Asal Mula Azan Sebagai Penanda Masuknya Waktu Salat
HIDAYATUNA.COM – Ketika awal perintah salat dilaksanakan dan umat muslim melakukan salat jemaah, belum ada suatu penanda masuknya waktu salat atau azan. Terlebih karena memang belum diperlukan dan dibutuhkan karena pemeluk Islam masih sedikit dan tinggal berdekatan.
Begitu memasuki waktu salat, umat muslim saling mengerti dan tanpa ada aba-ada langsung melakukan salat tanpa diingatkan azan. Seiring berjalannya waktu, ketika pemeluk Islam bertambah banyak serta jarak rumah umat dengan masjid cukup jauh, maka dirasa perlu adanya sebuah penanda.

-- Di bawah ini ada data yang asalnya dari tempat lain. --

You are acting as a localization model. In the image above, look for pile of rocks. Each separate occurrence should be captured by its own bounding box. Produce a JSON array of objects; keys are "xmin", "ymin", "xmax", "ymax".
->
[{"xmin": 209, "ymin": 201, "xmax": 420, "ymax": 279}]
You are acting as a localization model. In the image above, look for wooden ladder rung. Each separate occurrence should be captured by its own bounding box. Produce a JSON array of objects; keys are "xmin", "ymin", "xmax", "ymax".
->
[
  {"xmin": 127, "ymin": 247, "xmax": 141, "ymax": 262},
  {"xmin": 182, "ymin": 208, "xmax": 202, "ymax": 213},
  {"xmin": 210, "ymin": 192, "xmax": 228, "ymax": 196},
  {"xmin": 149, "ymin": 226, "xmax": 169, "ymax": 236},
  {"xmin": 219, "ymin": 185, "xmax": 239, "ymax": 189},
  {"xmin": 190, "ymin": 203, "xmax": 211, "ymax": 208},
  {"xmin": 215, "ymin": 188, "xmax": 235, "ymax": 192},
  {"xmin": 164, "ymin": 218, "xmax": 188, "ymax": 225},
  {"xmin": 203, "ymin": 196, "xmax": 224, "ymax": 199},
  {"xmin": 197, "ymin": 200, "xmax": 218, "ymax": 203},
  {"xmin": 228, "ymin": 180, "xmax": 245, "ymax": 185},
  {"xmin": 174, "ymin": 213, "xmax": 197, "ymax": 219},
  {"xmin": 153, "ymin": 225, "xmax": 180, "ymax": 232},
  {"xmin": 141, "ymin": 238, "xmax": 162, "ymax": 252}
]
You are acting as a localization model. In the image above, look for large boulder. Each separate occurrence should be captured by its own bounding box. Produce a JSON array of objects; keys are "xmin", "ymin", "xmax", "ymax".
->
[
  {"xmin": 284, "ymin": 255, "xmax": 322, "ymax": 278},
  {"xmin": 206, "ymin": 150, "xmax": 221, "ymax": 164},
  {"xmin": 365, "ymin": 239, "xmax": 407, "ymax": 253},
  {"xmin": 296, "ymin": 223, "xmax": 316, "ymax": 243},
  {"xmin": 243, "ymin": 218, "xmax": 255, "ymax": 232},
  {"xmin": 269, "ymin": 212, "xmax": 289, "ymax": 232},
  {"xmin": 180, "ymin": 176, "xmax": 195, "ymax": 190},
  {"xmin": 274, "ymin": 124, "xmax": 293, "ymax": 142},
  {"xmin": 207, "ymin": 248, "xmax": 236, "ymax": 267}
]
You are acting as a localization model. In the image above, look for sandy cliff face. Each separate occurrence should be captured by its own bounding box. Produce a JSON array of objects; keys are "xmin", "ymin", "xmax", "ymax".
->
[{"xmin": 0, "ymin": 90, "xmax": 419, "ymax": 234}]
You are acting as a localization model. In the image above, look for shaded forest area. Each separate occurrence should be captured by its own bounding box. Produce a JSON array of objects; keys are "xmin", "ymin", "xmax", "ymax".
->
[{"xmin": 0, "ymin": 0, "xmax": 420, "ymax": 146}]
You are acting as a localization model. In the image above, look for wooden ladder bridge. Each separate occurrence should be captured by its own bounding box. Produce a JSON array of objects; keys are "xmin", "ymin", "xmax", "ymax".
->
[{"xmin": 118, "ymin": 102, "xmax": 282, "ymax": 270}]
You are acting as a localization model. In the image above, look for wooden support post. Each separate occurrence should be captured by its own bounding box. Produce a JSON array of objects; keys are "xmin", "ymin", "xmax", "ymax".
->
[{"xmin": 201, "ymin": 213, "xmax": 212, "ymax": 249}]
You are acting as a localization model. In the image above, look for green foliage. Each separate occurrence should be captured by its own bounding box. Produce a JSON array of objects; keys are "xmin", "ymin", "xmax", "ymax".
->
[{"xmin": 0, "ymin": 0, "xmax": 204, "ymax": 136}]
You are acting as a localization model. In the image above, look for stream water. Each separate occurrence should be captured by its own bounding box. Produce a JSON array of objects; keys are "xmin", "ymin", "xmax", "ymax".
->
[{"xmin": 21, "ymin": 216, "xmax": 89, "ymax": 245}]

Benar saja, pada suatu ketika kaum muslimin berkumpul sembari menunggu waktu salat tidak seorang pun yang bisa memberitahukan bahwa telah masuk waktu salat apalagi dengan azan. Terutama kepada mereka yang memiliki tempat tinggal yang jauh atau sedang melakukan aktivitas. Maka kemudian dipikirkanlah untuk menentukan bentuk penada masuknya waktu salat.
Ada yang mengusulkan menggunakann lonceng, namun menyerupai umat Nasrani dan urung digunakan. Ada juga yang mengusulkan dengan menyalakan api, namum juga menyerupai kaum majusi, jelas tidak mungkin. Bahkan ada juga yang mengusulkan mengibarkan bendera, terompet dan lain sebagianya tapi semua itu juga dianggap kurang tepat.

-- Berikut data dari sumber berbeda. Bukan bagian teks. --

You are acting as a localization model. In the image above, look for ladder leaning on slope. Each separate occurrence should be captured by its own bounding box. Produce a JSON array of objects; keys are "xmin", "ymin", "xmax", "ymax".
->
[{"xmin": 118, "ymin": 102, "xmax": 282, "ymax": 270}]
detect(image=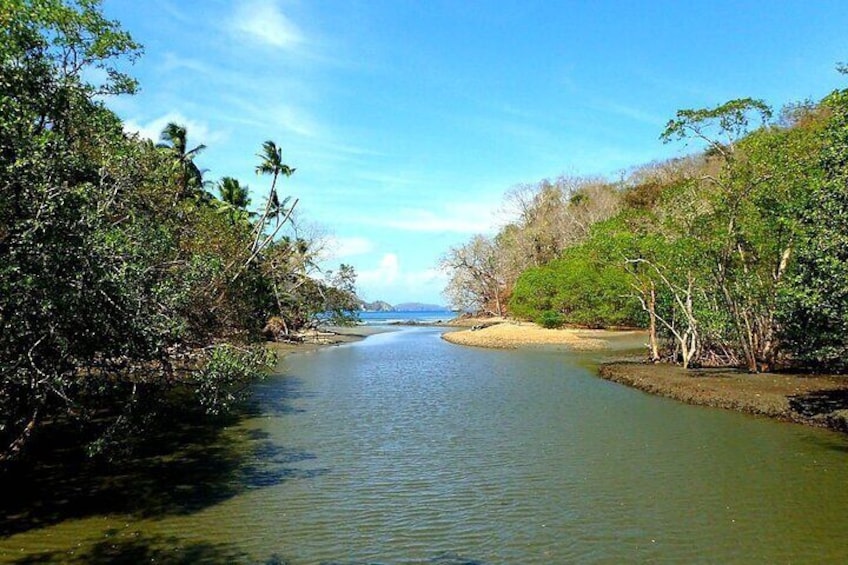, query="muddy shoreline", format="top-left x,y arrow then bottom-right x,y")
442,319 -> 848,433
598,361 -> 848,432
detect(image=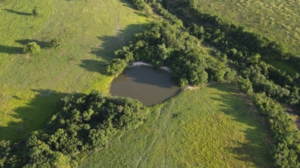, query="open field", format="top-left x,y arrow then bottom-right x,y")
0,0 -> 148,140
81,84 -> 271,168
192,0 -> 300,56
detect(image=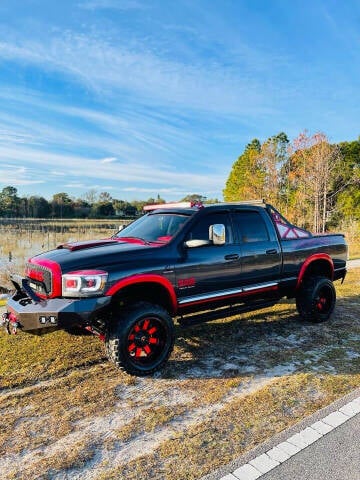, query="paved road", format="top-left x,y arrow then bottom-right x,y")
202,388 -> 360,480
261,415 -> 360,480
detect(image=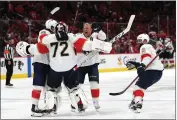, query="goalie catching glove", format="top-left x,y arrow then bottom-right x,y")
16,41 -> 30,57
126,61 -> 146,76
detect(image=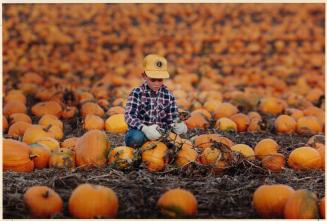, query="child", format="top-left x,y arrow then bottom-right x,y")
125,54 -> 187,147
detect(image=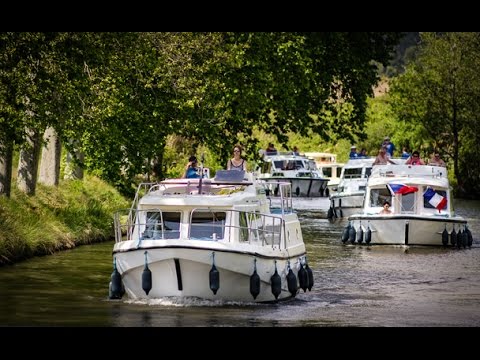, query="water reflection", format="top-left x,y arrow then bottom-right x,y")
0,200 -> 480,327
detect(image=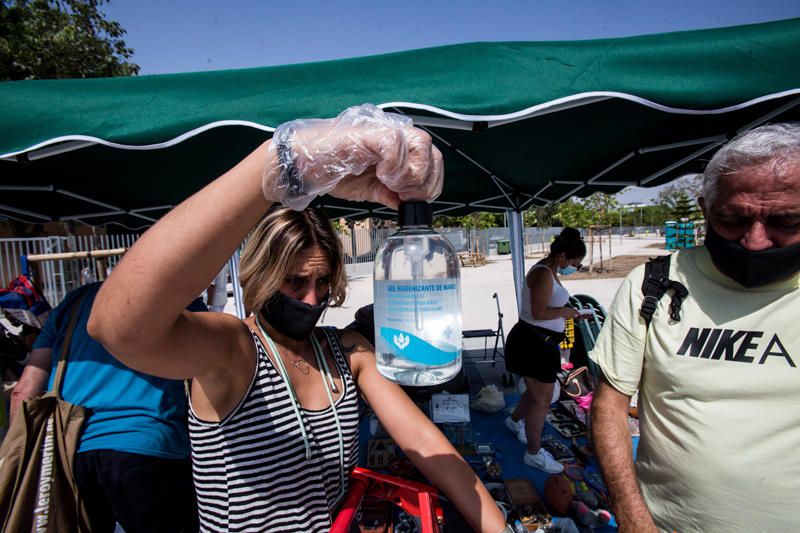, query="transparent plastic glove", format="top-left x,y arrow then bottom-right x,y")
262,104 -> 444,210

Berbagai usulan diutarakan dan belum juga ada yang sesuai. Baru kemudian datang Abdullah bin Zaid kepada Nabi Muhammad menceritakan perihal mimpinya. Abdullah bin Zaid bermimpi didatangi seseorang berjubah hijau dengan membawa lonceng, ia menyangka bahwa lonceng yang tepat sebagai penanda waktu salat.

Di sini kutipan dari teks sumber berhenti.